Prologue: How Worlds Overlap
As recorded from Santa’s lectures at the Great Hearth Hall
The Earth is not alone.
Beyond what the eye can see, beyond the stars and space known to science, there are hidden realms layered beside our own. They are not far away in miles or lightyears—they are separated by something thinner. A veil, nearly weightless. So thin that all the pages of all the books ever written, stacked together, would be thicker than the space between Earth and Dondavar.
These are the other worlds. Some wild, some peaceful. Some reflections of Earth, others governed by different laws of physics, time, and magic.
Dondavar is one such world—one of the closest to Earth. And yet, it is still sealed behind the curtain of a higher dimension.

Why don’t we see it all the time? Because the worlds turn at different rhythms.

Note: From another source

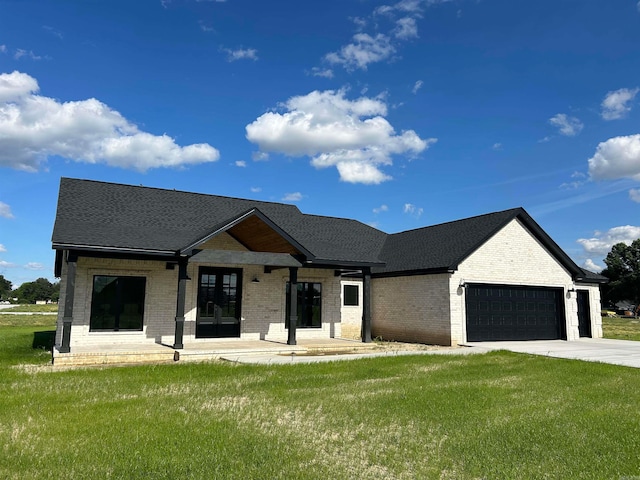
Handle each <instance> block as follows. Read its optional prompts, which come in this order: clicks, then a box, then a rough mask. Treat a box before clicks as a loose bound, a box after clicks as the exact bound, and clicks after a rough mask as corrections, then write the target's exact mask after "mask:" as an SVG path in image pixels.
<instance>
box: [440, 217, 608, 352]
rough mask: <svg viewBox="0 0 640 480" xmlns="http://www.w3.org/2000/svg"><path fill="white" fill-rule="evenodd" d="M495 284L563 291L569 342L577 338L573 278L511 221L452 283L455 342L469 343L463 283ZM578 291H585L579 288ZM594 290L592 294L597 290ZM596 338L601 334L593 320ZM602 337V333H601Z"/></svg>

Earth completes a day in 24 hours.
Dondavar takes 25.
This single hour of difference introduces a slight—but permanent—misalignment. It’s like watching two spinning tops at different speeds: they occasionally align, but more often, they drift apart. This cosmic rift keeps the worlds separate most of the time.
In the warm middle latitudes of Earth and Dondavar, where time runs tight and space is stable, it’s nearly impossible to cross over. But in the far north, near the poles, time and space are looser. The fabric of the worlds stretches there. Fairy Dust helps too—particularly Yellow and Blue, when used with skill.
Passage is rare. Most humans never realize they’ve brushed up against another world. Some wander in by accident, returning with dreams they cannot explain—dreams of sleighs, or reindeer, or castles carved of peppermint ice.
Some of Earth’s myths may be echoes of Dondavar:
- The White Witch’s forest?
- The mountains of Asgard?
- The Neverland of Peter Pan?
Perhaps these are only glimpses caught in moments when the veil was thin.
Yet those are dreams. Or are they? Dondavar is real.
And when the auroras shimmer and the winds carry the faint jingle of bells… perhaps the veil is thinning. Perhaps, just perhaps, the sleigh is already on its way.